# Free! 2 XS pink harnesses. See pics. US only, please.



## jesuschick (Dec 5, 2010)

My girls just walk out of these or are always getting an arm caught. The park avenue harnesses style are a better fit and option for us right now. They have worn these 6-8 times and only 3 times outside. 

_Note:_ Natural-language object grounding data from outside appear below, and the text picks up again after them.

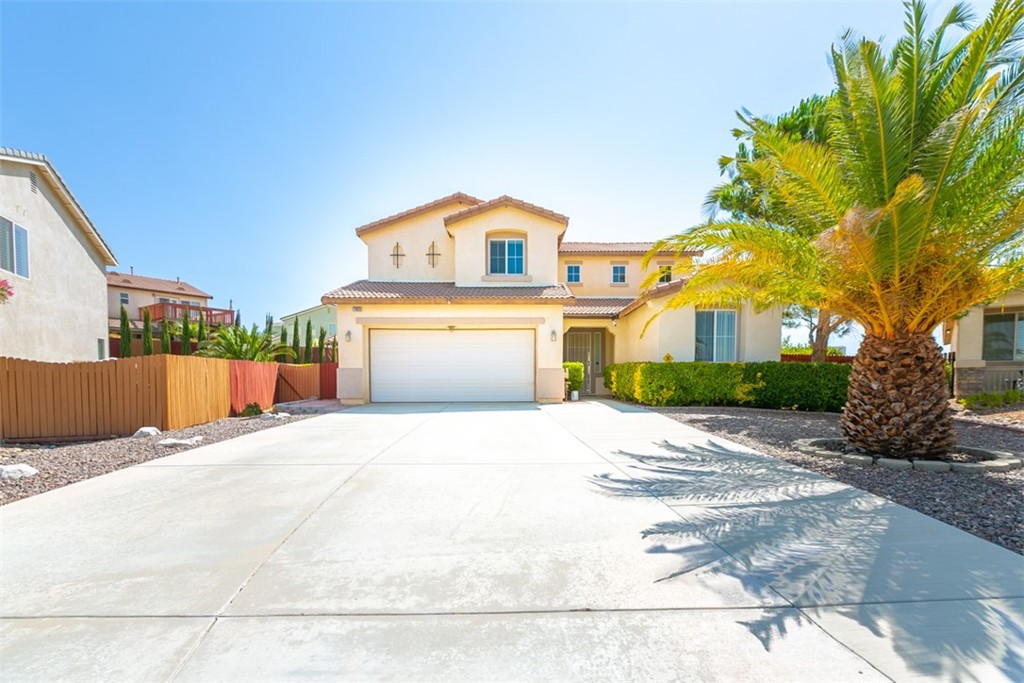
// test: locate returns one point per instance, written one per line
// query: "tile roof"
(506, 201)
(132, 282)
(457, 198)
(614, 248)
(596, 306)
(40, 161)
(366, 290)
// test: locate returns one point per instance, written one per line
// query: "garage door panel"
(443, 366)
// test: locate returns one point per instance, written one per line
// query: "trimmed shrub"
(805, 386)
(576, 374)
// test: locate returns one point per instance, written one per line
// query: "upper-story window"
(13, 248)
(507, 256)
(1003, 337)
(716, 336)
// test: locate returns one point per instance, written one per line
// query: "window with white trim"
(506, 256)
(716, 336)
(1003, 337)
(13, 248)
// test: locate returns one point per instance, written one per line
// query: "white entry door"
(419, 366)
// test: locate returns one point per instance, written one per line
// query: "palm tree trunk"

They are XS and are free to the first person who posts here that you want them. You will need to PM me your name and address. I ship only Priority Mail so am only set up to mail U.S.

This is them:

Four Paws Comfort Control Harness - Pink Dog Harnesses


----------



## Pookypeds (Jun 20, 2006)

I will take them! Will PM you my name and address!


----------



## jesuschick (Dec 5, 2010)

They are yours! I will mail out on Monday.


----------



## Brodysmom (Jan 8, 2009)

Karen - how very sweet of you!!! What a kind thing to do! I'm glad that Shelly can use them!


----------



## Tink (Oct 14, 2009)

Dangit! One post too late!


----------



## bayoumah (Nov 30, 2010)

hi oh well i missed out too thank you anyway that was a kind thing for you to share


----------



## appleblossom (Mar 10, 2005)

thats so nice of you to give them away...I have a few of these & am very happy with them...


----------



## Tink (Oct 14, 2009)

Hey Karen, can you tell me the weight of your dogs? I just found a what looks to be the same harness discounted at my local Pet store, but even the XS looks like it might be a bit big for my dogs.


----------



## jesuschick (Dec 5, 2010)

Sure! 
At last weighing when Hope turned 6 months (close to the 29th), she was 3 pounds 2 ounces and Ruby was 3 pounds. 

They were smaller than that in the photo I posted here.


----------



## Tink (Oct 14, 2009)

Thank you! :love3:


----------